23. The Remeders

6.5K 1K 76
                                    

Memasuki musim remedial, banyak sekali siswa dan siswi yang disibukkan dengan konsultasi bersama guru yang bersangkutan. Para siswa yang sering mengikuti remedial biasa mendapat julukan "The Remeders", bahkan hampir seluruh siswa di sini pernah mendapat julukan tersebut, termasuk gue. Standar penilaian yang tinggi di sini membuat para siswa kelabakan dalam mengejar nilai.
Gue jadi kasihan dengan Nasywan dan Zelita karena mereka harus berurusan dengan guru mata pelajaran untuk remedial.
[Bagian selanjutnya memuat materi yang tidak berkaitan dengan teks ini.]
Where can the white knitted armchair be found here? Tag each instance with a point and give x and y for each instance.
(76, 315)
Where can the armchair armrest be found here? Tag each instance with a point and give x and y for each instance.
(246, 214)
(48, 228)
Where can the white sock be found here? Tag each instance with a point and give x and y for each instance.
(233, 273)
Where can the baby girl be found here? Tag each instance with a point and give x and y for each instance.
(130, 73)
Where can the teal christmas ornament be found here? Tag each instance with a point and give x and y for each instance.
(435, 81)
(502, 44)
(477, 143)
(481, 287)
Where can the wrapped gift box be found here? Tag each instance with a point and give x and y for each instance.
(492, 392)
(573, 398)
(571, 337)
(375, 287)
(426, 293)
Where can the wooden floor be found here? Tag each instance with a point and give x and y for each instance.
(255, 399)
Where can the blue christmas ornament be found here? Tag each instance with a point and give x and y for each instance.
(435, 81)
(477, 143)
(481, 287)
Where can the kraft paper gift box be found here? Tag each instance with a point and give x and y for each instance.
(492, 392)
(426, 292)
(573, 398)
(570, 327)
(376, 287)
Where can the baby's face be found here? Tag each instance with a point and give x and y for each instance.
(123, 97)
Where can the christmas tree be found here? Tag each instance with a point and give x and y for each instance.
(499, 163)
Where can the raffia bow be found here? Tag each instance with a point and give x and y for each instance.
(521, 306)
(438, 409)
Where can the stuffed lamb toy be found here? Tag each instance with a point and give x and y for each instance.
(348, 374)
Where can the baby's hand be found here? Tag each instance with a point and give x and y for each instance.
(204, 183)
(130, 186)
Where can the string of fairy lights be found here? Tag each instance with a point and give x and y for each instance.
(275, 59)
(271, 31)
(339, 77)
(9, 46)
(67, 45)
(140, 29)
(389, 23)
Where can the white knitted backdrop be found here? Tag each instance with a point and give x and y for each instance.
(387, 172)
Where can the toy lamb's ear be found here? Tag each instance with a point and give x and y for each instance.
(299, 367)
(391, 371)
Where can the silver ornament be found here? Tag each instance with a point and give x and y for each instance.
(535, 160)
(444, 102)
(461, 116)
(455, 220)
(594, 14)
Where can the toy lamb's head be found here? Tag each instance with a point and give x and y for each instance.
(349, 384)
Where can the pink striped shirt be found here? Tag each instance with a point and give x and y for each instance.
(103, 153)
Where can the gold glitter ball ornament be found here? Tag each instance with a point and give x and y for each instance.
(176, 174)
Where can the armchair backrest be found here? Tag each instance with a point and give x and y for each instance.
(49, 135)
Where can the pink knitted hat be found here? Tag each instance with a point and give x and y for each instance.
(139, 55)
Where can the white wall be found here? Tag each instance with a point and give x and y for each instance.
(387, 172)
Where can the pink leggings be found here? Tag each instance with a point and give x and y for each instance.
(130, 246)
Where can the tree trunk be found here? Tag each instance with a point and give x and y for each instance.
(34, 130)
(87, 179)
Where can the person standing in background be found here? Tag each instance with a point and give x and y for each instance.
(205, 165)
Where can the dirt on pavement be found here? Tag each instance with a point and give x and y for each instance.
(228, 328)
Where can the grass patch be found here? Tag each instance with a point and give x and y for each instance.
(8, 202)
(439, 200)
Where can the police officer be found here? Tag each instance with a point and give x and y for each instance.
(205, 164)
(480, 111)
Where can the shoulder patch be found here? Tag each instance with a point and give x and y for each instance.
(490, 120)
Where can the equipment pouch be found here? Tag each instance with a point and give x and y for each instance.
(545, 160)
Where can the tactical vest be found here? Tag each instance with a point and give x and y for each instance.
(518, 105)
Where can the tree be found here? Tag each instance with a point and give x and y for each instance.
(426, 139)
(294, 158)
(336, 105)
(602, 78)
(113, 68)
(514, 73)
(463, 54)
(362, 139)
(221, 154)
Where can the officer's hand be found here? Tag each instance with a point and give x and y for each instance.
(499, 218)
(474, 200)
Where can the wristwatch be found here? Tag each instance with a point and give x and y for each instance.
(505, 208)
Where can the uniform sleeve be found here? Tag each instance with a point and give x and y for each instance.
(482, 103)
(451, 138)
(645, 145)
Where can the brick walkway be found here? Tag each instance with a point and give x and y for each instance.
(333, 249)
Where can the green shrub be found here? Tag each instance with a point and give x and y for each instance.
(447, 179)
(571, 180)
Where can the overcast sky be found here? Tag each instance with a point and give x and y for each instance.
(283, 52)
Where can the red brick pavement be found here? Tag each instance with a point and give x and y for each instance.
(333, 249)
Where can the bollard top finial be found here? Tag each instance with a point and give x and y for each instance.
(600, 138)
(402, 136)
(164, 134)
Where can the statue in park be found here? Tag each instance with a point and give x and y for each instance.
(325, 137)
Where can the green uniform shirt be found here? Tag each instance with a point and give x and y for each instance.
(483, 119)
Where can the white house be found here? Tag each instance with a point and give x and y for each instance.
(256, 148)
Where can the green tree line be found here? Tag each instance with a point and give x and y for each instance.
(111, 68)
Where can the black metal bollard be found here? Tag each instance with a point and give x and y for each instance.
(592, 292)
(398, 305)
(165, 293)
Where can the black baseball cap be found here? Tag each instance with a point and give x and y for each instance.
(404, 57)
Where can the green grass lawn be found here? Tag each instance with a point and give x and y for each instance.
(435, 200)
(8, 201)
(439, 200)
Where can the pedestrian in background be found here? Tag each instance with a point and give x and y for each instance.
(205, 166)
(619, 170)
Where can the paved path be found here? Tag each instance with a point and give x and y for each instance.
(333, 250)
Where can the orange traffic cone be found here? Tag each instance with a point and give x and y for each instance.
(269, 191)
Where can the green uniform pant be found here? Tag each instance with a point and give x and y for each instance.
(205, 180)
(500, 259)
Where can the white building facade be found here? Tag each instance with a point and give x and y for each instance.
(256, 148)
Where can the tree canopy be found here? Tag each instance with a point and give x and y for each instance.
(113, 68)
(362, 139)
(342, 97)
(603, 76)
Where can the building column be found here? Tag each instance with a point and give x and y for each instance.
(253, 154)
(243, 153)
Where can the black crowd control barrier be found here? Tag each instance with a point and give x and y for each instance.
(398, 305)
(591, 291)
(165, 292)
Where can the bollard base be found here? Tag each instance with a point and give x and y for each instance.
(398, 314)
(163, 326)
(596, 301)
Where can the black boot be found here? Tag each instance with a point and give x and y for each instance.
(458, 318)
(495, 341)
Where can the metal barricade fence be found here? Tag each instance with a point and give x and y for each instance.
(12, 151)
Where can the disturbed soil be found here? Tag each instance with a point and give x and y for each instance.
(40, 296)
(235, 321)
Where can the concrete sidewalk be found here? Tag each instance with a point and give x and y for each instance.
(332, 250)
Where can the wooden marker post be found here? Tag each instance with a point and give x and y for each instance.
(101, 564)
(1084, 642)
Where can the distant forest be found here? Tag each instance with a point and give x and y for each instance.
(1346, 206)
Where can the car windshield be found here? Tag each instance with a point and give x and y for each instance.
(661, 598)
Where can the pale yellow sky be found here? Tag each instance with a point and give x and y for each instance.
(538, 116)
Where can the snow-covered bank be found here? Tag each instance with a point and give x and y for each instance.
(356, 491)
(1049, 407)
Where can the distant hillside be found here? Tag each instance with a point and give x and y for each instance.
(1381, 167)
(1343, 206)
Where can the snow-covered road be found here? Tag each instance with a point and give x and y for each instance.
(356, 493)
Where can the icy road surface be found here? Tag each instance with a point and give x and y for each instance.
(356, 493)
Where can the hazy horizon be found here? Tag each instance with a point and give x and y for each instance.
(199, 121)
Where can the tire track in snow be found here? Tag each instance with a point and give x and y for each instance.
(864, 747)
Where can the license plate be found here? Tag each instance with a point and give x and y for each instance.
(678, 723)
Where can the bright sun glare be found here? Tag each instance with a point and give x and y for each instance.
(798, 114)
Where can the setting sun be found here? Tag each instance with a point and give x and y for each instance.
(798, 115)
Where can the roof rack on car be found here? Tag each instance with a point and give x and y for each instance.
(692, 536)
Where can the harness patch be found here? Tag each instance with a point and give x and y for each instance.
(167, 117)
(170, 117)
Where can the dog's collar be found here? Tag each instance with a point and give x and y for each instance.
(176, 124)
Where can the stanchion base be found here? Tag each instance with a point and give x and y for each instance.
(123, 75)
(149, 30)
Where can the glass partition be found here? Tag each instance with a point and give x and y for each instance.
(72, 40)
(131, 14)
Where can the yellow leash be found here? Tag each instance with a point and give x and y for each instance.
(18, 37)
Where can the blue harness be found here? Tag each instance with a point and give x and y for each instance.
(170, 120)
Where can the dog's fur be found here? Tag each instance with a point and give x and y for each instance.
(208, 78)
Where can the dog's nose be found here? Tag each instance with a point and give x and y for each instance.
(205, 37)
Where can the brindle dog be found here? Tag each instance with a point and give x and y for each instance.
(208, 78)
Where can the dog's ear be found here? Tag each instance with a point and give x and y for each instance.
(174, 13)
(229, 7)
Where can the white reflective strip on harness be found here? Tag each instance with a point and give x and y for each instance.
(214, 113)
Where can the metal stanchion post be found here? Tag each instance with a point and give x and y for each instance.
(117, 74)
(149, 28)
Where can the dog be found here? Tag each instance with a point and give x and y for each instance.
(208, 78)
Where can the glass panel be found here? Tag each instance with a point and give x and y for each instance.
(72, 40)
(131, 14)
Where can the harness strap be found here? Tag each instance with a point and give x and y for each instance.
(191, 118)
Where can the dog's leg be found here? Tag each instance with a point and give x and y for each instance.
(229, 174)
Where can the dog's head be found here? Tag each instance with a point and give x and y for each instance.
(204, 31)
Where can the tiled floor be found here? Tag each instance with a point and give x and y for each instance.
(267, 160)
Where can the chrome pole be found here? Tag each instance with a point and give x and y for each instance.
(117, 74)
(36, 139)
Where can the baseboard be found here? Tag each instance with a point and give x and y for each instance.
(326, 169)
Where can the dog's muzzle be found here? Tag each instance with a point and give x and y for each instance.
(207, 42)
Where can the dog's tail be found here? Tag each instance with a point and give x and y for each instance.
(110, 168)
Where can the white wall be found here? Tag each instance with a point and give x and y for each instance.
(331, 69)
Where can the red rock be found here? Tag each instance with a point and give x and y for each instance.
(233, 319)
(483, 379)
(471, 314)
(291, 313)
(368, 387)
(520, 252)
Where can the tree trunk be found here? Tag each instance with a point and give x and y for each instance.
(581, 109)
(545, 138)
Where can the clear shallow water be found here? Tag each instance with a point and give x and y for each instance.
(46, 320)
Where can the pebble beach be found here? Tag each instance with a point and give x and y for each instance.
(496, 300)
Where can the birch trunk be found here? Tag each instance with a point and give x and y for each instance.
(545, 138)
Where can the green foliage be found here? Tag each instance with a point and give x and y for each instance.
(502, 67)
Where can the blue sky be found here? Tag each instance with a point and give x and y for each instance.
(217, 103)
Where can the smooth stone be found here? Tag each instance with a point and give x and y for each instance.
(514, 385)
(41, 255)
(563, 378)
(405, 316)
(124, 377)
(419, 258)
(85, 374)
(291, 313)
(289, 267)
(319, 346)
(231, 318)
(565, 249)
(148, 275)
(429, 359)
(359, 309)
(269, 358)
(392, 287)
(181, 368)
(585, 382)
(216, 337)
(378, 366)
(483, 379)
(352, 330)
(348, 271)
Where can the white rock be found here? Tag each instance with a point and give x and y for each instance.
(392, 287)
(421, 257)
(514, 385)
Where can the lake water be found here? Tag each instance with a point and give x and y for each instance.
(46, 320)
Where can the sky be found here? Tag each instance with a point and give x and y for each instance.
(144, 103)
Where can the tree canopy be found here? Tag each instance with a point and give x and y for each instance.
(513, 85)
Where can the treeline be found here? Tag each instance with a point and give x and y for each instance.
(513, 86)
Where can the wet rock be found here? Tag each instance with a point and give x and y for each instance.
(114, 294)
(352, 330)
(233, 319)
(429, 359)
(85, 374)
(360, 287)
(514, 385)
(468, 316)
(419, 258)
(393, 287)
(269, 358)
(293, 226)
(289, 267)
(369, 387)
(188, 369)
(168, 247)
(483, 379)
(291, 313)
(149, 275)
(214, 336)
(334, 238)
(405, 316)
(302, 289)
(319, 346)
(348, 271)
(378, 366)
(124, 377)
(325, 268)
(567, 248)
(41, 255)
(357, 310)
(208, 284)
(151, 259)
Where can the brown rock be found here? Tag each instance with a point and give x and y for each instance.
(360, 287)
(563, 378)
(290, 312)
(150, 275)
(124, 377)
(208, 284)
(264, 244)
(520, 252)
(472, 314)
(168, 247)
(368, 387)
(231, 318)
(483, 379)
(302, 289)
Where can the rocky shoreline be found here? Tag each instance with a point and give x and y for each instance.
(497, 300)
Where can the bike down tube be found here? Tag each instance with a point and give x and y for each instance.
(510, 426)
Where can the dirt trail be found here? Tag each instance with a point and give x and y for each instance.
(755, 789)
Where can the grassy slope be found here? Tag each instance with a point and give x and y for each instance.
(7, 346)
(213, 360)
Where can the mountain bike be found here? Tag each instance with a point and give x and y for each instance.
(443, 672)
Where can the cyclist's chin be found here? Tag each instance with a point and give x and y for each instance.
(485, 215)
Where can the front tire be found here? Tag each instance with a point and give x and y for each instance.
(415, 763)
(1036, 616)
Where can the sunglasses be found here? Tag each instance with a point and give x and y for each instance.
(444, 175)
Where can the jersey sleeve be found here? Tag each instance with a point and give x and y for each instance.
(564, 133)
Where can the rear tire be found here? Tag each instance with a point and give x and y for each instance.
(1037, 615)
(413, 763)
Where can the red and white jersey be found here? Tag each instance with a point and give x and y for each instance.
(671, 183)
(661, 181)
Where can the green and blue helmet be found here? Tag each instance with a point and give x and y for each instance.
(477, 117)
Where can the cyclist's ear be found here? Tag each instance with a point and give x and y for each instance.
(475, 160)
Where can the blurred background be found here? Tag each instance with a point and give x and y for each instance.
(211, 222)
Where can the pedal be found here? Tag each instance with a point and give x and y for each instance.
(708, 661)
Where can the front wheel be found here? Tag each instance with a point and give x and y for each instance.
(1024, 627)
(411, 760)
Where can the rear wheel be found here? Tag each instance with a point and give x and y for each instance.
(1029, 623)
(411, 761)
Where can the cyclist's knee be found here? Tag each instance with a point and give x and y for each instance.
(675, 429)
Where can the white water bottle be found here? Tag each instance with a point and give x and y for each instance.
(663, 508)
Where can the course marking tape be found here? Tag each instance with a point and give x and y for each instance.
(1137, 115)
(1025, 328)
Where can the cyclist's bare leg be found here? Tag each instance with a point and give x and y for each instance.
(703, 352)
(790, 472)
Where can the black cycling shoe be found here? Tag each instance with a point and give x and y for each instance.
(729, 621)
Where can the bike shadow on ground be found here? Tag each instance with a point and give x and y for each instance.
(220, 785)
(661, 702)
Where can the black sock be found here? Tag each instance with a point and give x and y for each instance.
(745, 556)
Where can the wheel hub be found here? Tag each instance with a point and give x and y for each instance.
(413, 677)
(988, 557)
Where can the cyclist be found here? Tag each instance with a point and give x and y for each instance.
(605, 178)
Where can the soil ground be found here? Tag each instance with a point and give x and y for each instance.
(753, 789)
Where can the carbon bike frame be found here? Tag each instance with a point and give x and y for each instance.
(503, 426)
Di malam pengumuman hasil ujian, Zelita menelepon gue. Ia memberitahu gue kalau ia harus mengikuti remedial Matematika, sedangkan Nasywan mengikuti remedial Sosiologi.

Saat teman-teman gue disibukkan dengan remedial, gue dan beberapa siswa yang tidak mengikuti remedial hanya bergabut ria. Gue bahkan datang ke sekolah hanya untuk "setor muka" alias mengisi presensi.

"Yes, Bro, finally I'm free!" ucap Zelita sembari memasuki ruang kelas. Sepertinya teman sebangku gue itu telah menyelesaikan urusannya dengan guru matematika gue yang terkenal sebagai guru killer, Bu Ai.

"Cie, congrats bro!" kata gue. Zelita duduk di sebelah gue, ia mengambil kotak bekalnya dan memakan isinya.

"Nasywan masih remed?" tanya gue ke Zelita.

"Iya, Ce. Masih berurusan sama Pak Yudatama tuh dia," jawab Zelita sambil mengunyah bekal yang ia bawa.

"Tadi remedial Matematika disuruh ngapain?" Gue bertanya karena penasaran.

"Ah, disuruh ngerjain soal! Dan soal yang dikasih tuh malah lebih susah daripada soal ujian kemarin!" keluh Zelita dengan wajah kesalnya.

Gue membulatkan mata mendengar keluhan Zelita. "Serius lo? Masa sih? Kok jadi lebih susah?"

Zelita mengangguk. "Iya, serius! Nih, otak gue udah berasap gara-gara mikir!"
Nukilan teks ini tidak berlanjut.